Maybe science now instills a sense of humility, and even a sober intellectual recognition that not all the questions have answers.
You would have plenty of company if you drew a blank if asked to name a living scientist: A 2017 survey found that only 19 percent of Americans could do so. Stephen Hawking, who died last March, was the scientist most likely to be mentioned by survey respondents, followed by Neil deGrasse Tyson and Bill Nye.
Of course, it’s easy to dismiss popularizers such as Tyson and Nye as belonging to a different class of scientist from that of the Nobel Prize–winning Hawking. Tyson has not been involved in astrophysics research for years, and Nye has never been a working scientist. Science popularizers rather than popular scientists, they are known for their publicity efforts on behalf of science rather than their scientific genius or attainments.
Figures such as Hawking or his predecessors in theoretical physics—most famously Albert Einstein, but also the freewheeling Richard Feynman and the polymathic and tragic J. Robert Oppenheimer—inspired awe for their intellectual achievements. They were seen as geniuses—not in the loose sense that might be applied to racehorses, but in the stricter sense of possessing intellectual powers far above those of the mass of humanity.

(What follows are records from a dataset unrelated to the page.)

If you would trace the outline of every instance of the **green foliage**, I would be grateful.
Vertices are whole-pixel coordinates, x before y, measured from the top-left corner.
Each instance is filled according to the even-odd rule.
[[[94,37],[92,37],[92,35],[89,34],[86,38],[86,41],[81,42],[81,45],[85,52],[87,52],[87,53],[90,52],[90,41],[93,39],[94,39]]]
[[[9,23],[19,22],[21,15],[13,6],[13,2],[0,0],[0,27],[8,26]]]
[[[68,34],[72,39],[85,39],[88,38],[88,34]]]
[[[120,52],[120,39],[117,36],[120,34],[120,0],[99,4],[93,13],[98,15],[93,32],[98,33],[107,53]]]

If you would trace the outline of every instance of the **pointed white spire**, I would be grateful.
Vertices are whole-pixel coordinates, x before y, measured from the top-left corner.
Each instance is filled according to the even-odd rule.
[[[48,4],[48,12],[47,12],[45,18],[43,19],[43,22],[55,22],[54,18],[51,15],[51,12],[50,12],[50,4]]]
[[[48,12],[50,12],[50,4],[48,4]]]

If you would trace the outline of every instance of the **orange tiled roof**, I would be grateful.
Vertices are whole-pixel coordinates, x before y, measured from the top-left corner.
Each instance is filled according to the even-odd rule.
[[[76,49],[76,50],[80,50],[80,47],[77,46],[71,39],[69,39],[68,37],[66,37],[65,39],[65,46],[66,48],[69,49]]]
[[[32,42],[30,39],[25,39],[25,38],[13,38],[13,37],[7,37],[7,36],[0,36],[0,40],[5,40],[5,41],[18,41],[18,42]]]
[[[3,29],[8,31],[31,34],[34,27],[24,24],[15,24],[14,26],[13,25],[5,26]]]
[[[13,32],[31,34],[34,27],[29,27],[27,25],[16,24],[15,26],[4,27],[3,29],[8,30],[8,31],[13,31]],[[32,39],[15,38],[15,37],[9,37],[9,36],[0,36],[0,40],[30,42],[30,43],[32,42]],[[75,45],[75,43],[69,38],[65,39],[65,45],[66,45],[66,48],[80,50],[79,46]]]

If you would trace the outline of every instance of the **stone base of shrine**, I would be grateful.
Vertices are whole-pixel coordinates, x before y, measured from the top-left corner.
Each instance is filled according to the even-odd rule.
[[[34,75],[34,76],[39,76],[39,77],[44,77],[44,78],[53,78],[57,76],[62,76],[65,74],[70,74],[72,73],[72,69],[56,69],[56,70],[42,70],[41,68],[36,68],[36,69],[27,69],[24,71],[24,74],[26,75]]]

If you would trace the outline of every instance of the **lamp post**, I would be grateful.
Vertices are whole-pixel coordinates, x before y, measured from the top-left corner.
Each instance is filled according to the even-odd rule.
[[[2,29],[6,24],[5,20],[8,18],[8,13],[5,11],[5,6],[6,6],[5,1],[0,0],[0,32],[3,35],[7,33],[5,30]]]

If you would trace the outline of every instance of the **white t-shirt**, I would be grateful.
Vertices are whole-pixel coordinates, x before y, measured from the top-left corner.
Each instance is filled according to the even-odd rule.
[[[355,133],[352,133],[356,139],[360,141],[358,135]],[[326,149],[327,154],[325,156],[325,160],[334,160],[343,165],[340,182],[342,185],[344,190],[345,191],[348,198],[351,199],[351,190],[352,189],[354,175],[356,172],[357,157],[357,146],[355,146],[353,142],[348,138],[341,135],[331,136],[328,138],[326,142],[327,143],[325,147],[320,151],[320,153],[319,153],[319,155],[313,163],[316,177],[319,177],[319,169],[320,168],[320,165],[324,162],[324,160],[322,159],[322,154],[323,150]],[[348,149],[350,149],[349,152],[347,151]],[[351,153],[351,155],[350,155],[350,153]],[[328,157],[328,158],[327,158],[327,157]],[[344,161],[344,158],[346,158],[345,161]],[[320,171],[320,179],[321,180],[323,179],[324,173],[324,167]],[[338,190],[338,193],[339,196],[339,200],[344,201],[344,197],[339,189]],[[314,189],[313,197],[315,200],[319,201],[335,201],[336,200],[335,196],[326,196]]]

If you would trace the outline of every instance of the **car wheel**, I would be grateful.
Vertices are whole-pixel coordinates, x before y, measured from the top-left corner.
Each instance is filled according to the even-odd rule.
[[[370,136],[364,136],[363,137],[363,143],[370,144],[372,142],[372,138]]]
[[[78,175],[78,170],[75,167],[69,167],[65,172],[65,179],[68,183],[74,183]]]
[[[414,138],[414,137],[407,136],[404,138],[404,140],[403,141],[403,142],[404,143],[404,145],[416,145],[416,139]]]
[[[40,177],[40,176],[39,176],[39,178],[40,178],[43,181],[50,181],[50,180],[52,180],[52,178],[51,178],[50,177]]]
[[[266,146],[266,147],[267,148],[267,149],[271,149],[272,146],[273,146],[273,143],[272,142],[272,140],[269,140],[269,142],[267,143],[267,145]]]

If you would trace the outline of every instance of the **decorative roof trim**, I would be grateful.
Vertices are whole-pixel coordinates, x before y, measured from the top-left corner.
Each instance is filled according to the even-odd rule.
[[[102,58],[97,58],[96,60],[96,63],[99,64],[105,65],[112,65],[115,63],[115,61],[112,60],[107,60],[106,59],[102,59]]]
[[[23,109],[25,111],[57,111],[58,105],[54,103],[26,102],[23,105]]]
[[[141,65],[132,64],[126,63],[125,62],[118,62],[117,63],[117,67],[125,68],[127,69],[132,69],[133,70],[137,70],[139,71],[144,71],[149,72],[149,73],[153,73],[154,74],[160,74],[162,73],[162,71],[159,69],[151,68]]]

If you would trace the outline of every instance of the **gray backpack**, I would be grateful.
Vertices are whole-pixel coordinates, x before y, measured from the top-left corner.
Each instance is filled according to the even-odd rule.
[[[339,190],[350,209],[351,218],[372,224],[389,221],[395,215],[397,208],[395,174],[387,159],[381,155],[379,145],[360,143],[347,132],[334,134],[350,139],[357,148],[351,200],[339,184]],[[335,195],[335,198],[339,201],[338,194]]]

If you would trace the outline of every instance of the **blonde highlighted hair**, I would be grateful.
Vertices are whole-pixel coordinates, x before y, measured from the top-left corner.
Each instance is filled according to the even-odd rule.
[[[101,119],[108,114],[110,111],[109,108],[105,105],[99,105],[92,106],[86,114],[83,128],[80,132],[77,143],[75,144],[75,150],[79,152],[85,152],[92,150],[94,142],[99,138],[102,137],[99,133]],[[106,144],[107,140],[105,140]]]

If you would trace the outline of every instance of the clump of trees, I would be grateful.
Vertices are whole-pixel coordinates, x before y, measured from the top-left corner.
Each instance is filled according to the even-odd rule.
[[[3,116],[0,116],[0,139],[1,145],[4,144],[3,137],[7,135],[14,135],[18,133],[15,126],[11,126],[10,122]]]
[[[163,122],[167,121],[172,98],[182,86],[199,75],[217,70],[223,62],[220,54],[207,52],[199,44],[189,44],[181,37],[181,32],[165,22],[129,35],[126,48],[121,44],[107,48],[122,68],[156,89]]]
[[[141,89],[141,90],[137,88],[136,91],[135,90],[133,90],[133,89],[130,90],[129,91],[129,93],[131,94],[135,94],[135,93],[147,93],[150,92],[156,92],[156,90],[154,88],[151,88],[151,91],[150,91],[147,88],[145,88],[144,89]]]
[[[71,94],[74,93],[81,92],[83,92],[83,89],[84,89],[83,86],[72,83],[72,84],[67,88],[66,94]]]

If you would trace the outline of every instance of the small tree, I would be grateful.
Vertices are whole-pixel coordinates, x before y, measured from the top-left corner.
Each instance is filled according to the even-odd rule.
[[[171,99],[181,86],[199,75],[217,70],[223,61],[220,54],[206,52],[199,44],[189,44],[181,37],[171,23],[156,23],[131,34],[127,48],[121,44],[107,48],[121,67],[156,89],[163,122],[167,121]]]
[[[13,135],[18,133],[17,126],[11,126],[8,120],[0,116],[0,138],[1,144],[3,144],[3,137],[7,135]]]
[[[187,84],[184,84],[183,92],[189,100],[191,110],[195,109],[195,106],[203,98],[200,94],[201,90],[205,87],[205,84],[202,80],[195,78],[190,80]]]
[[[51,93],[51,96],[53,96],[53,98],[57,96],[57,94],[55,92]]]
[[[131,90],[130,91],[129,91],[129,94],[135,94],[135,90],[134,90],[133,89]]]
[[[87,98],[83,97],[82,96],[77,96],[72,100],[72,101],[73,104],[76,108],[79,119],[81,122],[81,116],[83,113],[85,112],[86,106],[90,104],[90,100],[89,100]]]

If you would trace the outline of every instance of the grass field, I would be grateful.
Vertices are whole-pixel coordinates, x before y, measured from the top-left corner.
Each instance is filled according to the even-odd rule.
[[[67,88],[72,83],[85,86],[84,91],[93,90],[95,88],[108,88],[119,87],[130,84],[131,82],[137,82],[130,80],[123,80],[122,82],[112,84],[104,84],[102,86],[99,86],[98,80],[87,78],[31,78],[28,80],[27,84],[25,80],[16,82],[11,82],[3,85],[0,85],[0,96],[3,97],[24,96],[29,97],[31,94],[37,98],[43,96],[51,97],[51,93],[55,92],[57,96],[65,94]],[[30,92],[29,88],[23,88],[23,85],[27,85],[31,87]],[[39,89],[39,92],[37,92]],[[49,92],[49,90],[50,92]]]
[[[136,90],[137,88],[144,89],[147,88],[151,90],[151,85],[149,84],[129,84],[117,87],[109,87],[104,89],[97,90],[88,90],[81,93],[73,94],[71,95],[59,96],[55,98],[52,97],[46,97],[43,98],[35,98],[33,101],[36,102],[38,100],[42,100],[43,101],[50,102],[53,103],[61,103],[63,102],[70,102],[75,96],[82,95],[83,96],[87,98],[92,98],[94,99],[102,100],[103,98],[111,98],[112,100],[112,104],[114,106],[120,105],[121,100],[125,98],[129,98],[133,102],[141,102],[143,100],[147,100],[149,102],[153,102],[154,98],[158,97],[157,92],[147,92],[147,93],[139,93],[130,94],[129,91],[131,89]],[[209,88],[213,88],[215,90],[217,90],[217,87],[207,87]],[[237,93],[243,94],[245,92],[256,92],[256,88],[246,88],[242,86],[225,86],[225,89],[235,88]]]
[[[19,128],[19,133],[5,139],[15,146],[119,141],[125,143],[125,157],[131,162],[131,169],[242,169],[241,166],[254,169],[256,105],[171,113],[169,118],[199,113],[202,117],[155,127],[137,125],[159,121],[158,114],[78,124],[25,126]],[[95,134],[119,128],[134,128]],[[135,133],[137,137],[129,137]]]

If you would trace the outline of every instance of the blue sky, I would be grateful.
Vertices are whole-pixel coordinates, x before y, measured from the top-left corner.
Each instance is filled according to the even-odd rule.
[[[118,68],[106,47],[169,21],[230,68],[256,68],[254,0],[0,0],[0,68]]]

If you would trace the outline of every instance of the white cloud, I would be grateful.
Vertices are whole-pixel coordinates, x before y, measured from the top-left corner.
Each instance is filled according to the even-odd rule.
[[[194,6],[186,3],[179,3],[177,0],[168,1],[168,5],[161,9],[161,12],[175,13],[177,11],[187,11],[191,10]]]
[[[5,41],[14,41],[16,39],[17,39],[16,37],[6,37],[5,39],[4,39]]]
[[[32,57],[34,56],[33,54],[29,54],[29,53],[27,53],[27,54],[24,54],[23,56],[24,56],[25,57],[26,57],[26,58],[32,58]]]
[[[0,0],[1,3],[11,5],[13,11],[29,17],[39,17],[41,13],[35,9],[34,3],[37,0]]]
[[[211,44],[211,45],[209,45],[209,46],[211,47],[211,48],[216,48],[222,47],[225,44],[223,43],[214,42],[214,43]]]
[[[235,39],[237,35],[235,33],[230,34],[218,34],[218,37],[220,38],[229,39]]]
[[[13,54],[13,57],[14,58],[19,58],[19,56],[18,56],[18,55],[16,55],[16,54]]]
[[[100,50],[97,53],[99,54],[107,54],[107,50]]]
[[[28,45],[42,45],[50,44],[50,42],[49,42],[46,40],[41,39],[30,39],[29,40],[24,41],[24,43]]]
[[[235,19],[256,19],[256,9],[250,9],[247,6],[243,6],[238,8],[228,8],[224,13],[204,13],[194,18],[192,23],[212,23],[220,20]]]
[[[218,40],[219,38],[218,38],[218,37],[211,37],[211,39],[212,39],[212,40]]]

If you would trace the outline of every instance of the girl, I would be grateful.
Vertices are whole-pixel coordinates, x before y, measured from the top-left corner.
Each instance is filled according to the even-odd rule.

In recognition of their intelligence, the general public tended to take the pronouncements of such figures very seriously, even on issues beyond their scientific expertise. Einstein opined on world government. Oppenheimer tried to forestall a nuclear arms race. And Hawking spoke publicly about the existential threats facing humanity, ranging from artificial intelligence to unfettered capitalism. What made it possible for those twentieth-century scientists to become so widely respected for their genius, and why are there so few scientists today who reach such levels of fame?